Outlast spares no asylum

It's easy to see, right away, why Sony went after former Ubisoft developers Red Barrels to get their indie game, Outlast, on the PlayStation 4. Not only is the horror/exploration game atmospheric and frightening, but it's a great showcase for the hardware.

In Outlast, you play a reporter who brings a video camera to an old abandoned asylum, in search of a story. The game is seen through your digital camera's lens, both as you wander through the empty hallways and when you flip on the terrifying black-and-white night vision filter.

Through the eyes of that camera, the whole game looks like a recovered snuff film of sorts, where you serve as both cameraman and victim. The motion and style of the game are both realistic, and sometimes (or often, depending on your tolerance for such things) disturbingly so. The camera's digital artifacts and heads-up display help sell the excellent graphics, and the whole experience found my scaredy-cat brain constantly having to remind myself that what I was seeing wasn't real.%Gallery-191382%


Red Barrels co-founder Philippe Morin has admitted to wanting to scare players before, but here at E3 he professes a different goal. "What we really want to focus on is the emotion," he says. "We want to create an emotional journey. Horror is a good way to convey emotion, so it's not so much a conscious decision of making something grainier or playing with the look." Morin says the realism and the camera effects came instead out of "conveying the emotion we want to portray, and then [using] our experience to push the production value as much as we can, despite the fact that we're just ten people."

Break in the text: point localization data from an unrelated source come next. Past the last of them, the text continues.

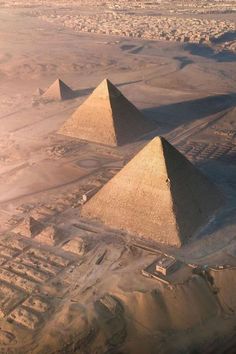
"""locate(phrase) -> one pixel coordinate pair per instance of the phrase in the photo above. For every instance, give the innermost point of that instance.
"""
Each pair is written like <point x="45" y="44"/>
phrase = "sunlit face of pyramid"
<point x="107" y="117"/>
<point x="159" y="195"/>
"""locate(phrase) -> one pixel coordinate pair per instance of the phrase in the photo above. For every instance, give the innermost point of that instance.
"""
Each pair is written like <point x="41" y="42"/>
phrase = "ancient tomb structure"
<point x="58" y="91"/>
<point x="107" y="117"/>
<point x="159" y="195"/>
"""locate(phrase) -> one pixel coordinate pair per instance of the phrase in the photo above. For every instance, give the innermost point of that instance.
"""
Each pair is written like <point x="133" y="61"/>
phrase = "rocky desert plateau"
<point x="118" y="176"/>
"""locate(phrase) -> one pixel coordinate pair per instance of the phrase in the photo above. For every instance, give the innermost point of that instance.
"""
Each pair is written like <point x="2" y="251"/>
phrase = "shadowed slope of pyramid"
<point x="58" y="91"/>
<point x="159" y="195"/>
<point x="107" y="117"/>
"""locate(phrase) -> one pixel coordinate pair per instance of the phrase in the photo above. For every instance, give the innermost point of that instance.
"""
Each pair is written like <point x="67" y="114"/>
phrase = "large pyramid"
<point x="58" y="91"/>
<point x="107" y="117"/>
<point x="159" y="195"/>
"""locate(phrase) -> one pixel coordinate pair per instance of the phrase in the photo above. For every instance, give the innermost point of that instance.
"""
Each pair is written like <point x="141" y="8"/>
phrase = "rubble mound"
<point x="28" y="227"/>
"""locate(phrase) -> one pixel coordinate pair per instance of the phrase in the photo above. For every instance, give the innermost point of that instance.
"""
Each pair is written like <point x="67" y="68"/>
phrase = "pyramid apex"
<point x="107" y="117"/>
<point x="106" y="89"/>
<point x="159" y="196"/>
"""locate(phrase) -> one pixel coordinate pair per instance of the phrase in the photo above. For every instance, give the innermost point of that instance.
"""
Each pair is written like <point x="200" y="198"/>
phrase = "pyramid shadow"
<point x="173" y="115"/>
<point x="204" y="51"/>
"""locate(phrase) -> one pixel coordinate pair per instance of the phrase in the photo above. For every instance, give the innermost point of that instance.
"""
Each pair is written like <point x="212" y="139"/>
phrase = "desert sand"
<point x="70" y="284"/>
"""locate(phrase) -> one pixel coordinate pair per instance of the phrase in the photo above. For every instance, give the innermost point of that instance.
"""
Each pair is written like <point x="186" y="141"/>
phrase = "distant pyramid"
<point x="107" y="117"/>
<point x="58" y="91"/>
<point x="39" y="92"/>
<point x="159" y="195"/>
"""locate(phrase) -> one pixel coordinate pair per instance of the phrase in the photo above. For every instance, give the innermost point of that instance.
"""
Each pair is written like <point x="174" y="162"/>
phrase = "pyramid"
<point x="28" y="227"/>
<point x="58" y="91"/>
<point x="159" y="195"/>
<point x="107" y="117"/>
<point x="49" y="235"/>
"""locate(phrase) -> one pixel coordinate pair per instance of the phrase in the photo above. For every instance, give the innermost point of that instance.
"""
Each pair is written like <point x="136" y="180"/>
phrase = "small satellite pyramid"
<point x="107" y="117"/>
<point x="159" y="195"/>
<point x="58" y="91"/>
<point x="28" y="227"/>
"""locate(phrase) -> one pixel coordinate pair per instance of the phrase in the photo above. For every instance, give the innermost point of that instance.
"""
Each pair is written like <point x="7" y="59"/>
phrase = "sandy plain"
<point x="95" y="299"/>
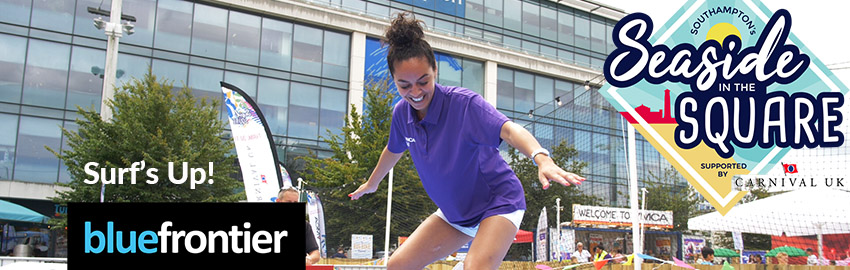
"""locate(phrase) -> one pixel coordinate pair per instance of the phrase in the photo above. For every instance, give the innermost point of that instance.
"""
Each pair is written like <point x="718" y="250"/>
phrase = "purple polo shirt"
<point x="456" y="152"/>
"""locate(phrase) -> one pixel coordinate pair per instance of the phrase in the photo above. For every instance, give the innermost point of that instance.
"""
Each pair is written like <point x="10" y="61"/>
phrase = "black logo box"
<point x="203" y="217"/>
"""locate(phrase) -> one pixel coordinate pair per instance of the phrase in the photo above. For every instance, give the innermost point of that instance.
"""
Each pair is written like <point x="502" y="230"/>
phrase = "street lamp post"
<point x="113" y="30"/>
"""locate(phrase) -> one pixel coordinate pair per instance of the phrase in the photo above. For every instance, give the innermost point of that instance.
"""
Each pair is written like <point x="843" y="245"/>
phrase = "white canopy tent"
<point x="809" y="211"/>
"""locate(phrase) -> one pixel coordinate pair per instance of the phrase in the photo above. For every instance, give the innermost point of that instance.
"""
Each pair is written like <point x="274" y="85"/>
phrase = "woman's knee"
<point x="400" y="263"/>
<point x="477" y="263"/>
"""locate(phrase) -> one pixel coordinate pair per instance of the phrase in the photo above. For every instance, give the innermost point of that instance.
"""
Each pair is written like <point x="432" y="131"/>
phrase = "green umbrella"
<point x="792" y="251"/>
<point x="725" y="253"/>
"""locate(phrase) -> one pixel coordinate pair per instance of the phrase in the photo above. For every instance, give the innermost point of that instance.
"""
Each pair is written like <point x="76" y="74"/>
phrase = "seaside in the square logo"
<point x="722" y="89"/>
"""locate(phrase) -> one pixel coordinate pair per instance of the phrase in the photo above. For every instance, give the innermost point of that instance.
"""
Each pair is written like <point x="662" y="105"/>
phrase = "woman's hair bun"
<point x="404" y="31"/>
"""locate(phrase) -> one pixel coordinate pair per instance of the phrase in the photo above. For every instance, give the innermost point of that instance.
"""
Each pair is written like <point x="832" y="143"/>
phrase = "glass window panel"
<point x="448" y="68"/>
<point x="566" y="56"/>
<point x="564" y="90"/>
<point x="494" y="12"/>
<point x="582" y="59"/>
<point x="273" y="100"/>
<point x="548" y="23"/>
<point x="304" y="111"/>
<point x="596" y="62"/>
<point x="523" y="92"/>
<point x="544" y="134"/>
<point x="15" y="11"/>
<point x="276" y="45"/>
<point x="597" y="37"/>
<point x="473" y="76"/>
<point x="473" y="32"/>
<point x="7" y="144"/>
<point x="505" y="89"/>
<point x="444" y="26"/>
<point x="544" y="99"/>
<point x="64" y="176"/>
<point x="12" y="64"/>
<point x="307" y="50"/>
<point x="609" y="32"/>
<point x="204" y="82"/>
<point x="246" y="82"/>
<point x="531" y="18"/>
<point x="46" y="74"/>
<point x="209" y="31"/>
<point x="33" y="162"/>
<point x="145" y="13"/>
<point x="513" y="15"/>
<point x="548" y="52"/>
<point x="84" y="86"/>
<point x="354" y="5"/>
<point x="173" y="28"/>
<point x="475" y="10"/>
<point x="512" y="43"/>
<point x="377" y="10"/>
<point x="493" y="37"/>
<point x="335" y="56"/>
<point x="333" y="111"/>
<point x="53" y="15"/>
<point x="175" y="73"/>
<point x="131" y="66"/>
<point x="531" y="47"/>
<point x="243" y="38"/>
<point x="582" y="30"/>
<point x="566" y="27"/>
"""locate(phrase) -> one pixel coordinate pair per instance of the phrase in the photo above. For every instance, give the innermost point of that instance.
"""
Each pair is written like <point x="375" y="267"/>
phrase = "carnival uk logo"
<point x="740" y="102"/>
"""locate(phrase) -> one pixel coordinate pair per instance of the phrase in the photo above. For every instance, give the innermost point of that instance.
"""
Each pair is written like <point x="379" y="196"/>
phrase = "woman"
<point x="453" y="137"/>
<point x="782" y="258"/>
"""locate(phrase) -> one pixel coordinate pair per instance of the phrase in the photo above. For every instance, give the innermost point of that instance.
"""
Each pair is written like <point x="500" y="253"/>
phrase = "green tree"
<point x="355" y="152"/>
<point x="154" y="125"/>
<point x="566" y="157"/>
<point x="664" y="194"/>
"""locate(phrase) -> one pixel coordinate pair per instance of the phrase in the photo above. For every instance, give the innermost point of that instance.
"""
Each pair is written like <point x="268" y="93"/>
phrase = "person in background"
<point x="600" y="253"/>
<point x="782" y="258"/>
<point x="708" y="256"/>
<point x="581" y="255"/>
<point x="699" y="259"/>
<point x="290" y="195"/>
<point x="340" y="254"/>
<point x="618" y="256"/>
<point x="812" y="258"/>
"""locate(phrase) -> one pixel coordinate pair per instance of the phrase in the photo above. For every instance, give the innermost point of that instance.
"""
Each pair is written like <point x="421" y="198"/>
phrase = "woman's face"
<point x="414" y="79"/>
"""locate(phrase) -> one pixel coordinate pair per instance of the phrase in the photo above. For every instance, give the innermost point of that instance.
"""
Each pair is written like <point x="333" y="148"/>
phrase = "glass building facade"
<point x="53" y="57"/>
<point x="298" y="72"/>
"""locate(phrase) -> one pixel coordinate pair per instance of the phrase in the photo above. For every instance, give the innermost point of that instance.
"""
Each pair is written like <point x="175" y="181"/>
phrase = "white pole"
<point x="558" y="226"/>
<point x="643" y="208"/>
<point x="389" y="217"/>
<point x="636" y="241"/>
<point x="820" y="242"/>
<point x="113" y="32"/>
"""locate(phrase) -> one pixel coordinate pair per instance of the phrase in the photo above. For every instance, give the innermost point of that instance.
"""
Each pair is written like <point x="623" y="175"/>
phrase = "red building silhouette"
<point x="659" y="117"/>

Aside from letting you explore a creepy asylum, Outlast has a few different pillars of gameplay. The first is based on your camera itself: Using the infrared mode to see in the dark depletes batteries, which you can only find sprinkled throughout the game's world. The camera display has a battery indicator that turns red and blinks as you run out of vision, only adding to the suspense, so I would flip my vision on and off periodically whenever I wandered through the dark, creating an even more disorienting strobe of images, like bloody footprints and even some headless bodies.

"You've been trying to ration your batteries as much as possible," Morin said after watching me play, "but other players tend to use it all the time." Eventually, the player will find various enemies in the asylum, after which the game will become more about stealth. You can lean around corners to see without being seen, and your R1 button allows you to try and sprint away from any dangers that come your way. Good luck with that, though; the facility's cramped corridors add some panic to the proceedings.

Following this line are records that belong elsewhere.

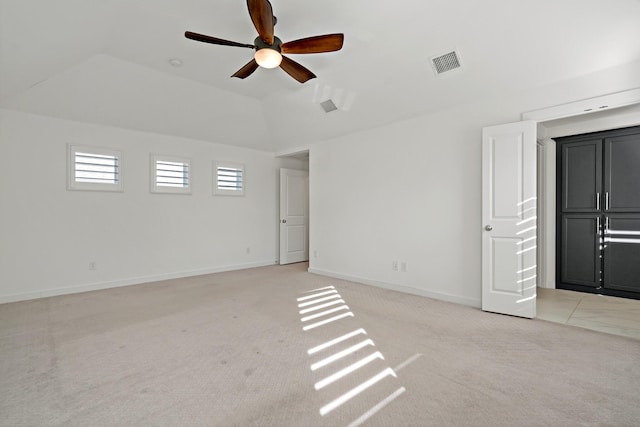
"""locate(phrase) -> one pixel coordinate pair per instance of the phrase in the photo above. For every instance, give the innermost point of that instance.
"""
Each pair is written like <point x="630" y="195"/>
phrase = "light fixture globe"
<point x="268" y="58"/>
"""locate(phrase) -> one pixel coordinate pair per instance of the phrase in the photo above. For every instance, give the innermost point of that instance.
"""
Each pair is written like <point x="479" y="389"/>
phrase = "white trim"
<point x="546" y="213"/>
<point x="73" y="185"/>
<point x="162" y="189"/>
<point x="231" y="165"/>
<point x="471" y="302"/>
<point x="586" y="106"/>
<point x="128" y="282"/>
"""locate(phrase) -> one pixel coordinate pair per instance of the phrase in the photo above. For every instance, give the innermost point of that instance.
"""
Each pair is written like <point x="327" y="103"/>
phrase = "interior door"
<point x="509" y="218"/>
<point x="294" y="216"/>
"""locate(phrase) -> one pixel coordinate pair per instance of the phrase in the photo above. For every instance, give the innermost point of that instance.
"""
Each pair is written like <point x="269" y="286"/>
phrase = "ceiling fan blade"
<point x="247" y="70"/>
<point x="316" y="44"/>
<point x="214" y="40"/>
<point x="262" y="16"/>
<point x="296" y="70"/>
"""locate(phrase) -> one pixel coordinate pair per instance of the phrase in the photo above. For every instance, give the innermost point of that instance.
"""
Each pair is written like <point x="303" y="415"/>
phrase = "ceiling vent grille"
<point x="447" y="62"/>
<point x="328" y="106"/>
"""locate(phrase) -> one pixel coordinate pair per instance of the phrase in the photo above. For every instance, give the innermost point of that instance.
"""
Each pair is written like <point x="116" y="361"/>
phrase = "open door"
<point x="509" y="218"/>
<point x="294" y="216"/>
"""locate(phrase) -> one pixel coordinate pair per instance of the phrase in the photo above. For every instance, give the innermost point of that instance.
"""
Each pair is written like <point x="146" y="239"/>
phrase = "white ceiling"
<point x="107" y="62"/>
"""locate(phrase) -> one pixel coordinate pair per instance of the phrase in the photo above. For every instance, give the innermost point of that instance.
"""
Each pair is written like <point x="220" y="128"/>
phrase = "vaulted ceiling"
<point x="108" y="62"/>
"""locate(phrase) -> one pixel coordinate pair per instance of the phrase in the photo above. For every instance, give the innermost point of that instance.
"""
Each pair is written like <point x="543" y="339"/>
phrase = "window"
<point x="228" y="179"/>
<point x="95" y="169"/>
<point x="170" y="174"/>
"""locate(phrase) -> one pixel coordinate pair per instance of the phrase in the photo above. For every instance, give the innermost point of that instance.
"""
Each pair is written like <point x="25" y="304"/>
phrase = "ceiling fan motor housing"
<point x="260" y="44"/>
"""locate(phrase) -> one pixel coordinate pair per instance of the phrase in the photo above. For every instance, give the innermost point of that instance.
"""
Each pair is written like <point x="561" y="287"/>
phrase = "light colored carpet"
<point x="229" y="349"/>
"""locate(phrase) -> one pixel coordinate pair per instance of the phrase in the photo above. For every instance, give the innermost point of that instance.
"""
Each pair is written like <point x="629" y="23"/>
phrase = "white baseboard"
<point x="471" y="302"/>
<point x="126" y="282"/>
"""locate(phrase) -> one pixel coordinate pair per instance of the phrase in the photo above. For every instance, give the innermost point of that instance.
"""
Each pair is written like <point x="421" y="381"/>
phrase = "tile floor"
<point x="617" y="316"/>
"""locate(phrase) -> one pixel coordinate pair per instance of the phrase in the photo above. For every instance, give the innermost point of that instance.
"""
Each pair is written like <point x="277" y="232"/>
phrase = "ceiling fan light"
<point x="268" y="58"/>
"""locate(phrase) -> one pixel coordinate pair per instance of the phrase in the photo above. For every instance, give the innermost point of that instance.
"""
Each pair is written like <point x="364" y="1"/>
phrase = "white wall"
<point x="411" y="192"/>
<point x="48" y="235"/>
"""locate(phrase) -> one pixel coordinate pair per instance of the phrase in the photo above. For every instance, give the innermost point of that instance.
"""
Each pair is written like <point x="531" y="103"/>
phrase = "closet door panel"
<point x="622" y="252"/>
<point x="581" y="176"/>
<point x="622" y="173"/>
<point x="581" y="261"/>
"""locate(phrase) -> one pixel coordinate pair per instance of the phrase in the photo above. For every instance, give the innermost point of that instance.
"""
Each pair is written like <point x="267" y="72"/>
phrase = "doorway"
<point x="556" y="122"/>
<point x="293" y="208"/>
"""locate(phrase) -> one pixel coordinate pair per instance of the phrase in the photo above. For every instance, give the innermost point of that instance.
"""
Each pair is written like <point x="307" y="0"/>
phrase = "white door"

In addition to the visceral scares, Red Barrels is hoping to add some deeper thrills, too. "​One of the comparisons we've been doing is Apocalypse Now," he says, where "you start with a simple goal, but then you meet different characters along the way." The first character you meet in the game is a sort of crazy priest type, who says the reporter has a "calling" of some kind at the asylum, and it's hard to tell if he's crazy, frightened, or prophetic. "We want to play with the unpredicability of those patients," says Morin. "If you meet Hannibal Lecter on the street, you'll never know he's a criminally insane person," he says by example, adding that "you won't know if they're going to attack you, if they're going to talk to you, to ignore you. And their behavior might change along the way also."

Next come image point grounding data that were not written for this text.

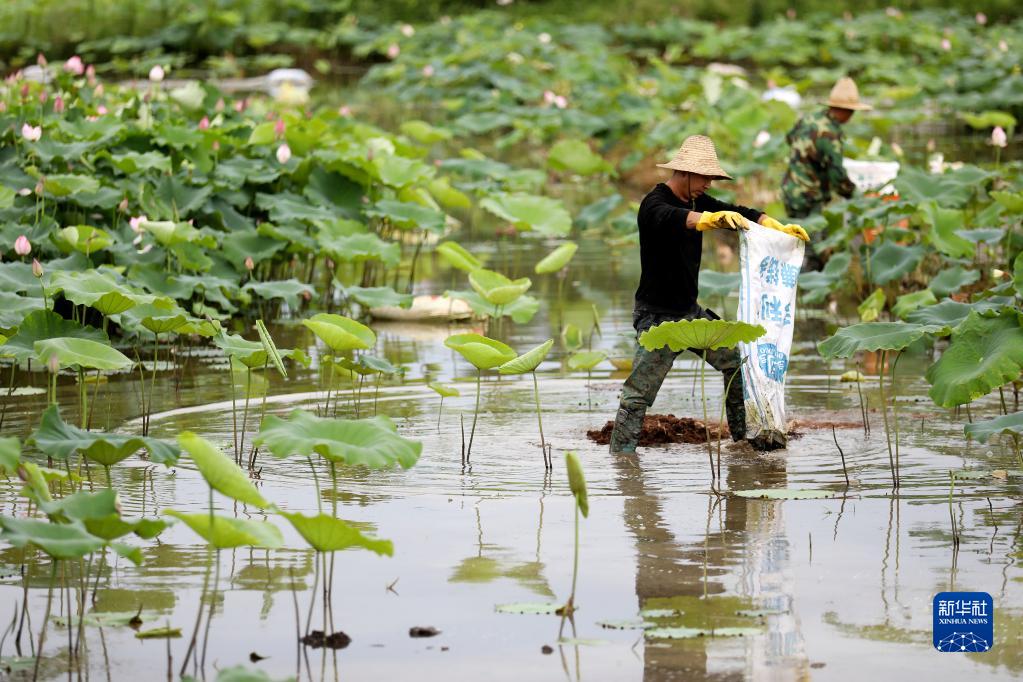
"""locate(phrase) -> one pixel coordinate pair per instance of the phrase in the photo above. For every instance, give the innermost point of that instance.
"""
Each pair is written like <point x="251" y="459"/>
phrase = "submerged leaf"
<point x="700" y="333"/>
<point x="220" y="470"/>
<point x="373" y="443"/>
<point x="326" y="534"/>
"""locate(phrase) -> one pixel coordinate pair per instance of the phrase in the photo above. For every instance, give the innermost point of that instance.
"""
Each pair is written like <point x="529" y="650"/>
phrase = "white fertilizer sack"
<point x="769" y="263"/>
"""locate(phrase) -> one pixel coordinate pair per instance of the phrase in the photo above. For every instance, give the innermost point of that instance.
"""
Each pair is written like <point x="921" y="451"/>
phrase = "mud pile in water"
<point x="664" y="428"/>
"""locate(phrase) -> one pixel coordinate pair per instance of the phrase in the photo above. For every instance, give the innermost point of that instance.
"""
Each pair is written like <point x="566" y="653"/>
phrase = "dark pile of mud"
<point x="667" y="428"/>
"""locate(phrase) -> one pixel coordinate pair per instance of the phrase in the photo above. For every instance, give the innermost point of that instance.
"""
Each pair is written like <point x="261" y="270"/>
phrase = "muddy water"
<point x="844" y="585"/>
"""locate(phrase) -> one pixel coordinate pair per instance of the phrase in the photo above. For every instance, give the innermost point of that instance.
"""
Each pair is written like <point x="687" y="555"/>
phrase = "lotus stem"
<point x="895" y="414"/>
<point x="884" y="412"/>
<point x="539" y="420"/>
<point x="703" y="397"/>
<point x="476" y="413"/>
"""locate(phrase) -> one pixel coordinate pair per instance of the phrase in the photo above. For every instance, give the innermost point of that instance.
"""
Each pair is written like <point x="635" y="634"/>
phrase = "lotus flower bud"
<point x="998" y="137"/>
<point x="283" y="153"/>
<point x="75" y="66"/>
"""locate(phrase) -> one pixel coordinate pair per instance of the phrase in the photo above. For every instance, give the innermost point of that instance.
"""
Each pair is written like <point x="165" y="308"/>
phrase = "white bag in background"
<point x="769" y="263"/>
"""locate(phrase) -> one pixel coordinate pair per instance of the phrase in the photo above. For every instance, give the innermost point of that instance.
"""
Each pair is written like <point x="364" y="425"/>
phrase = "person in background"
<point x="815" y="171"/>
<point x="672" y="219"/>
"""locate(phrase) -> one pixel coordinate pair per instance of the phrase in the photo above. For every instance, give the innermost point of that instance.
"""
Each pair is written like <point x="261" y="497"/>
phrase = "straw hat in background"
<point x="698" y="155"/>
<point x="845" y="95"/>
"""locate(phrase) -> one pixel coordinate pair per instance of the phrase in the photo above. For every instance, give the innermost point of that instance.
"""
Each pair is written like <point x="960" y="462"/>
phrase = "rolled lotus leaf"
<point x="483" y="352"/>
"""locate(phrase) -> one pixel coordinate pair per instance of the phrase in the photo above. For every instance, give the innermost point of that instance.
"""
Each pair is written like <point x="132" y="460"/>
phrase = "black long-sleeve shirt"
<point x="670" y="252"/>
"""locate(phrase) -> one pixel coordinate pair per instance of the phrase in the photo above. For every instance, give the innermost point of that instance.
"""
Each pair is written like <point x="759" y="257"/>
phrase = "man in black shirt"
<point x="672" y="219"/>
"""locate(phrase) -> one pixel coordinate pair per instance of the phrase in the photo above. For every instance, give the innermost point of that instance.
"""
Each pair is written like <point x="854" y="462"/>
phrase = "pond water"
<point x="831" y="589"/>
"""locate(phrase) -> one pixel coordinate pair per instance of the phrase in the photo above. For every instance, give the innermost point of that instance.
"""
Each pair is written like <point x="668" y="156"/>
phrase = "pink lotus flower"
<point x="75" y="65"/>
<point x="283" y="153"/>
<point x="998" y="137"/>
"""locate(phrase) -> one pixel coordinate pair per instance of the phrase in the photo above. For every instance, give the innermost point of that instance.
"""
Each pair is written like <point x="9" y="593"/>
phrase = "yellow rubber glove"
<point x="726" y="220"/>
<point x="791" y="230"/>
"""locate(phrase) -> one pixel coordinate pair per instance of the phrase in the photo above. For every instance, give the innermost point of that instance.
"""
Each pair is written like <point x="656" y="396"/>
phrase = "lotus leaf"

The game should be out on the PC this summer, and Morin says Red Barrels needs to talk with Valve before officially announcing a price. Currently, development is focusing on the PC version, but Morin says he's got "no complaints at all" about working with Sony yet. "They've taken care of us; communication is very easy."

Morin admits there's pressure after being put in such a public position on a next-gen console, but in the end "our faith is in our hands." He says the "buzz is really good, and players seem to be expecting the game, so it's just a matter for us to make sure we ship on time."